Opening up the electricity market to competition sounds good. Unfortunately, as California has seen, there is risk. Free-market competition – viable for awhile in California – ended in brownouts and bankruptcy.

With ‘deregulation’ now a bad word in energy politics, in 2003 New Brunswick pursued partial market opening for all generators, not just renewables. While called deregulation by nearly everyone – CP journalists, energy analysts from outside the province, and even the Energy Minister – the government started spinning it as “re-regulation.” Ten years later, the New Brunswick Energy Blueprint said partial market opening was a failure and is now irrelevant. New Brunswick found that with such a small energy market, no companies could get the start-up cash to enter the market.
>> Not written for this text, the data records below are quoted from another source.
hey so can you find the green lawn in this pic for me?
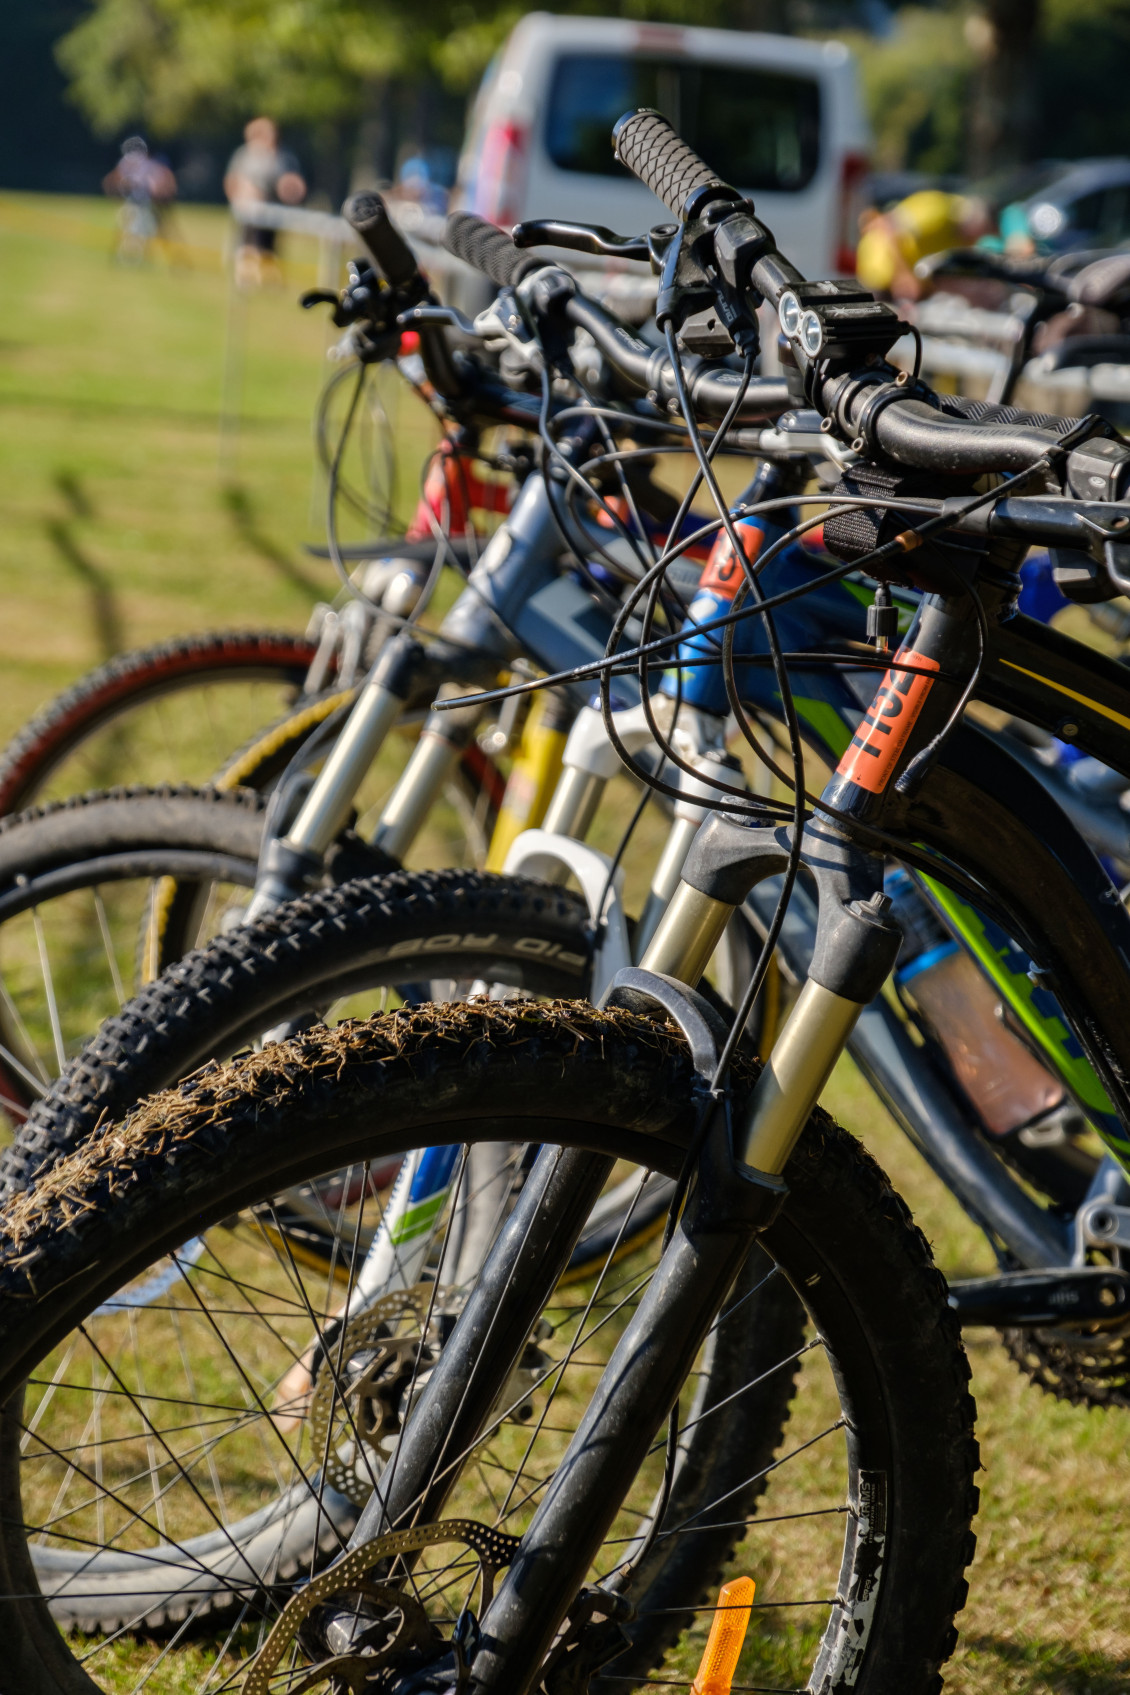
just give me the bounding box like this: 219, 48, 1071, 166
1, 192, 1129, 1693
0, 191, 433, 737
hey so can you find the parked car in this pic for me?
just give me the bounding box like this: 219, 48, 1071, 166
1021, 159, 1130, 253
453, 13, 870, 283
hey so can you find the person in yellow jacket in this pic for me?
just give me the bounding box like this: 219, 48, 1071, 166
856, 190, 993, 300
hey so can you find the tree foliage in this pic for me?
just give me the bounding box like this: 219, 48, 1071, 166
849, 0, 1130, 177
57, 0, 812, 134
1037, 0, 1130, 159
844, 7, 974, 175
59, 0, 433, 135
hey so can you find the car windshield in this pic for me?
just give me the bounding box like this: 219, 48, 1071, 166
545, 53, 821, 192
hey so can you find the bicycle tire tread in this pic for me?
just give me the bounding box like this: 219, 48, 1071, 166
0, 1004, 978, 1695
0, 868, 593, 1200
0, 631, 319, 815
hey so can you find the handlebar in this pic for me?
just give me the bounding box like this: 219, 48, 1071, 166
562, 293, 789, 420
342, 191, 421, 290
339, 190, 466, 400
443, 210, 790, 423
609, 108, 1130, 498
611, 109, 730, 220
915, 247, 1057, 292
444, 212, 544, 289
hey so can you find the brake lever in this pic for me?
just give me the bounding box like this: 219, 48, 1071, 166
400, 298, 545, 372
512, 219, 650, 262
300, 289, 341, 311
399, 303, 480, 337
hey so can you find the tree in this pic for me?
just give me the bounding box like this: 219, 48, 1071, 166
965, 0, 1040, 175
57, 0, 428, 136
844, 7, 975, 176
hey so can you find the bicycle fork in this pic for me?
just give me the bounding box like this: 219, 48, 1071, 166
326, 808, 901, 1690
245, 448, 617, 919
464, 814, 901, 1691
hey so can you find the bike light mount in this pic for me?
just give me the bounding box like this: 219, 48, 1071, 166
775, 279, 907, 370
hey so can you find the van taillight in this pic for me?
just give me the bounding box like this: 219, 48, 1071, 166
835, 151, 870, 276
475, 120, 530, 228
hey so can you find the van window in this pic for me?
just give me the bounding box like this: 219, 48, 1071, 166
1064, 191, 1104, 237
545, 54, 821, 192
1098, 185, 1130, 245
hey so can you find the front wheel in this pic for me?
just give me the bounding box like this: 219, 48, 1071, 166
0, 1004, 979, 1695
0, 631, 324, 813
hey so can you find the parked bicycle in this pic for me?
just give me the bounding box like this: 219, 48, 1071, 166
11, 106, 1130, 1694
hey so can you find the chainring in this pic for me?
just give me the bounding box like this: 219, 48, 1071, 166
1003, 1320, 1130, 1408
242, 1520, 522, 1695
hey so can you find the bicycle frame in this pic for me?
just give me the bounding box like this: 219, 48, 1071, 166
395, 557, 1130, 1689
279, 477, 1130, 1299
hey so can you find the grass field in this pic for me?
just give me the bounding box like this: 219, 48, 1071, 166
1, 192, 1129, 1693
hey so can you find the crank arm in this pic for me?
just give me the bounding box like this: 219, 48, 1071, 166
948, 1266, 1130, 1327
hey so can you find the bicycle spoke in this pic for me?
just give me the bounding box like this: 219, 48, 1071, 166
92, 886, 127, 1010
30, 905, 67, 1075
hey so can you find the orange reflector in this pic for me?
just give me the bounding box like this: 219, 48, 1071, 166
690, 1575, 755, 1695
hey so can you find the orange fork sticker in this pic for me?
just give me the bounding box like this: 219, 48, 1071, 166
836, 648, 941, 795
691, 1575, 755, 1695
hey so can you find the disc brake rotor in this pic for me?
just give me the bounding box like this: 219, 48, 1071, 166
308, 1286, 452, 1507
242, 1520, 522, 1695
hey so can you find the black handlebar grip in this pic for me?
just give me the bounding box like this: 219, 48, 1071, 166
341, 191, 419, 288
612, 109, 725, 219
444, 211, 542, 288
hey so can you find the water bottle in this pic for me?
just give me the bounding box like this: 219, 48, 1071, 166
885, 868, 1065, 1137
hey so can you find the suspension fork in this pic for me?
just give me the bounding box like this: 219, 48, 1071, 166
460, 606, 985, 1688
638, 586, 974, 1172
245, 631, 452, 919
345, 1146, 615, 1543
370, 690, 488, 862
484, 689, 576, 870
248, 439, 612, 916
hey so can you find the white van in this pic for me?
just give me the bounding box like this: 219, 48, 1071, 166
455, 14, 870, 282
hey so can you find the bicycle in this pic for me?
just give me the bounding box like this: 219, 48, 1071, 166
915, 242, 1130, 410
16, 102, 1130, 1691
7, 196, 1130, 1380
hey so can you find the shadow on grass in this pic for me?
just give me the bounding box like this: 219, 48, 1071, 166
962, 1632, 1130, 1692
53, 467, 94, 520
221, 481, 321, 596
45, 468, 122, 661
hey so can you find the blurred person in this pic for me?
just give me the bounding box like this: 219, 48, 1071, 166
856, 189, 993, 301
224, 117, 306, 288
102, 136, 177, 264
974, 200, 1037, 258
392, 151, 448, 218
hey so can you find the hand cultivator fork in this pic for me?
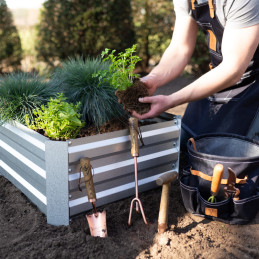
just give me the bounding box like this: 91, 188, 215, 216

We asked Liberal MLA Andrew Younger about his energy ideas and he assured us that deregulation is not his goal saying “an unregulated electricity market would be potentially very bad for Nova Scotia.”

Andrew Younger: There is no single quick fix and we have been very clear to say that and very clear to say that there are many elements to a successful energy plan. We also believe that Nova Scotians, from a competitive point of view, and cost of living point of view, need some certainty and answers.
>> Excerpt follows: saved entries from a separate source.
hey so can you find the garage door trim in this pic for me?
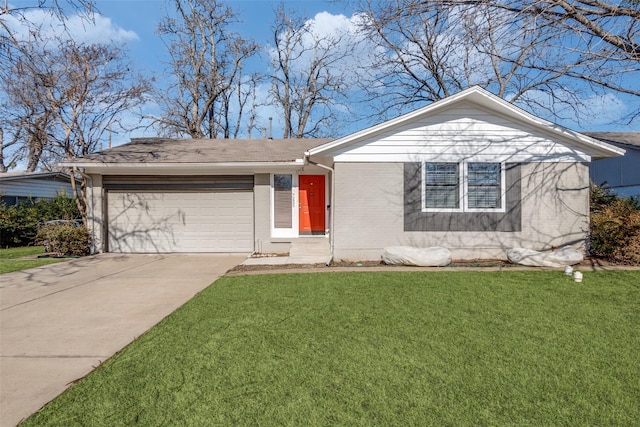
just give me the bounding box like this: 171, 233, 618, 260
103, 175, 253, 191
104, 175, 254, 253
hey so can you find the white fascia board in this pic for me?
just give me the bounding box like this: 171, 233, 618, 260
59, 160, 306, 175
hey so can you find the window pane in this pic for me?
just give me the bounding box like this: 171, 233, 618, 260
468, 187, 499, 208
426, 163, 458, 185
425, 187, 458, 208
424, 163, 459, 208
274, 174, 292, 228
468, 163, 499, 185
468, 163, 500, 209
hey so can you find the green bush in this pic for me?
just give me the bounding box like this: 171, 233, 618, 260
0, 194, 80, 247
36, 223, 90, 257
589, 184, 640, 264
0, 202, 40, 247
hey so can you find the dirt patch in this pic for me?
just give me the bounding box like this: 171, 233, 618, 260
226, 256, 638, 276
228, 262, 327, 275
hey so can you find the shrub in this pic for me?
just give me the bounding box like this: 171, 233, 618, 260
0, 202, 40, 247
36, 223, 90, 257
33, 194, 79, 222
0, 194, 80, 248
590, 182, 620, 213
589, 184, 640, 264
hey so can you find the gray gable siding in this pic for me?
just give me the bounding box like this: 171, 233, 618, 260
1, 177, 73, 203
590, 146, 640, 198
403, 163, 522, 232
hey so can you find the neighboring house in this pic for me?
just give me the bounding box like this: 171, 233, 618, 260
0, 172, 77, 206
587, 132, 640, 198
62, 86, 623, 261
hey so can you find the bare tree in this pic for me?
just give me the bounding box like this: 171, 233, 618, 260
0, 47, 56, 171
357, 0, 640, 121
270, 5, 354, 138
0, 126, 17, 173
450, 0, 640, 62
0, 39, 149, 219
214, 38, 264, 139
155, 0, 259, 139
219, 68, 263, 139
357, 0, 601, 118
1, 0, 94, 62
1, 0, 96, 171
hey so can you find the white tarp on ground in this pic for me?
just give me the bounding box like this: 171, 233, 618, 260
382, 246, 452, 267
507, 246, 584, 268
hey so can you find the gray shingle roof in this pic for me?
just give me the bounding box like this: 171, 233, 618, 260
74, 138, 333, 164
586, 132, 640, 148
0, 171, 75, 181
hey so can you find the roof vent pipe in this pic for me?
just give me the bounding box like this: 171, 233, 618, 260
262, 128, 267, 139
268, 117, 273, 140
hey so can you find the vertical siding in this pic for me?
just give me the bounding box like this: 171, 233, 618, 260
333, 162, 589, 261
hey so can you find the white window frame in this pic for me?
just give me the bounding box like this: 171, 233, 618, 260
422, 162, 506, 213
421, 162, 463, 212
270, 173, 299, 238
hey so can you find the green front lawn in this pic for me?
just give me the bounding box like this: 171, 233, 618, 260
0, 246, 65, 274
23, 271, 640, 426
0, 246, 45, 259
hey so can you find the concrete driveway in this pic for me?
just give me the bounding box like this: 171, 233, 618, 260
0, 253, 246, 427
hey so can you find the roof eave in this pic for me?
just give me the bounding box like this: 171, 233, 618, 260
59, 160, 307, 174
0, 171, 71, 182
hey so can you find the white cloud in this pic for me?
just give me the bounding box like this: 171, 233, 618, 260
3, 8, 138, 45
63, 13, 139, 44
267, 11, 376, 87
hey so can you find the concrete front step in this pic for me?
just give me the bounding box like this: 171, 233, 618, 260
289, 238, 331, 257
241, 238, 331, 265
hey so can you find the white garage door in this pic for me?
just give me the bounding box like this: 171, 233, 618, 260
107, 191, 253, 253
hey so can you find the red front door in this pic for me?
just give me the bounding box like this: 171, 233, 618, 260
299, 175, 325, 235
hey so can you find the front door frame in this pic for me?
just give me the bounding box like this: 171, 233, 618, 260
270, 172, 327, 238
299, 174, 326, 235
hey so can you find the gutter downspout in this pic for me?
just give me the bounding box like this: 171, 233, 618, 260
74, 167, 96, 255
306, 155, 335, 266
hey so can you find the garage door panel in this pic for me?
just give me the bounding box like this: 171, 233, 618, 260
108, 191, 253, 253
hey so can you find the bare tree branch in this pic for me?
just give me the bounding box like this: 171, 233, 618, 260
154, 0, 259, 139
0, 38, 149, 219
355, 0, 639, 123
270, 5, 353, 138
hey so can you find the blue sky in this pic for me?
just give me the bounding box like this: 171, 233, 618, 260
94, 1, 351, 80
5, 0, 640, 148
91, 0, 361, 144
There are many ideas circulating from the NDP, Liberals and Conservatives about how to tackle rising electricity rates in Nova Scotia. Here are the best five that all parties should support.

1. Moving forward with Newfoundland and Nova Scotia’s Lower Churchill Falls hydro project. This project will provide a generation of stable, sustainable power.
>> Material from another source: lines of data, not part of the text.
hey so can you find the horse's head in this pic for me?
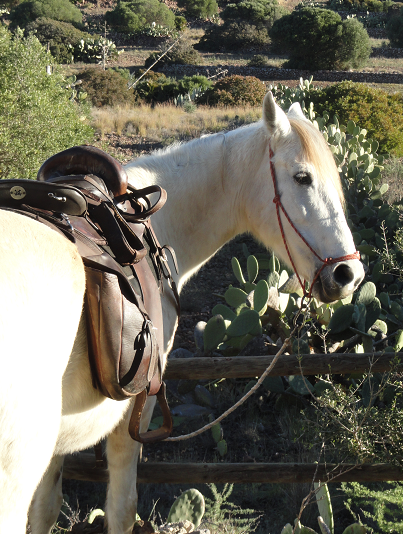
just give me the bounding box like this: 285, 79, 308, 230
249, 92, 364, 303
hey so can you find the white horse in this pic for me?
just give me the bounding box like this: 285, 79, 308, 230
0, 93, 364, 533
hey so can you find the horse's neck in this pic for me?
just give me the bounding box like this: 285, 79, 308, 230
126, 124, 267, 290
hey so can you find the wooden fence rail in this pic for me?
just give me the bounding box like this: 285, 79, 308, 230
164, 352, 402, 380
64, 352, 403, 485
63, 454, 403, 485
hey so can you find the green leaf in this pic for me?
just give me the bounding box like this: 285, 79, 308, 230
328, 304, 354, 334
231, 257, 245, 285
289, 375, 314, 396
267, 271, 280, 288
395, 329, 403, 352
253, 279, 269, 315
262, 375, 284, 393
356, 282, 376, 306
365, 298, 381, 331
347, 120, 356, 135
314, 483, 334, 534
203, 315, 226, 352
226, 309, 260, 337
224, 286, 248, 308
247, 255, 259, 283
212, 304, 236, 321
216, 439, 227, 457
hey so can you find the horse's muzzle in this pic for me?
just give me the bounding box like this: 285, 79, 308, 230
313, 259, 365, 303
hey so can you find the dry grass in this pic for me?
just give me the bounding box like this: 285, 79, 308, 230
91, 103, 262, 141
363, 55, 403, 73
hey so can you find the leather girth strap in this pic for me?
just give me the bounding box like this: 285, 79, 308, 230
0, 145, 179, 444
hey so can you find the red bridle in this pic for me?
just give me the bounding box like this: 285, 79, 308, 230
269, 144, 360, 299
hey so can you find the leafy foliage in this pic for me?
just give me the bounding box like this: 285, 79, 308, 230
269, 7, 370, 70
247, 53, 270, 66
204, 484, 262, 533
196, 20, 271, 50
221, 0, 288, 26
196, 75, 267, 106
0, 27, 93, 180
79, 68, 137, 107
387, 7, 403, 47
337, 17, 372, 70
343, 482, 403, 533
328, 0, 393, 12
133, 70, 212, 104
196, 0, 287, 51
309, 81, 403, 156
25, 17, 89, 63
144, 40, 202, 69
177, 0, 218, 18
104, 0, 175, 33
9, 0, 83, 29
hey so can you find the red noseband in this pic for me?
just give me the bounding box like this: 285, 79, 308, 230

2. Upgrading the electricity grid between Nova Scotia and New Brunswick. This would allow cheap hydro to come our way from Quebec.

3. Continuing with Nova Scotia’s COMFIT program. Providing a secure supply of clean energy at stable prices with community-owned renewable energy projects is a unique, made-in-Nova Scotia solution.

4. Harnessing the energy of the Bay of Fundy. Nova Scotia’s bid to become a North American leader in tidal energy needs to continue to take steps forward. We could be an energy exporter if successful.

5. Keep the HST off home heating. Putting this tax back on would not be politically-wise, and more importantly would be noticed immediately by consumers. Just because it was an NDP idea is not a reason to reverse it.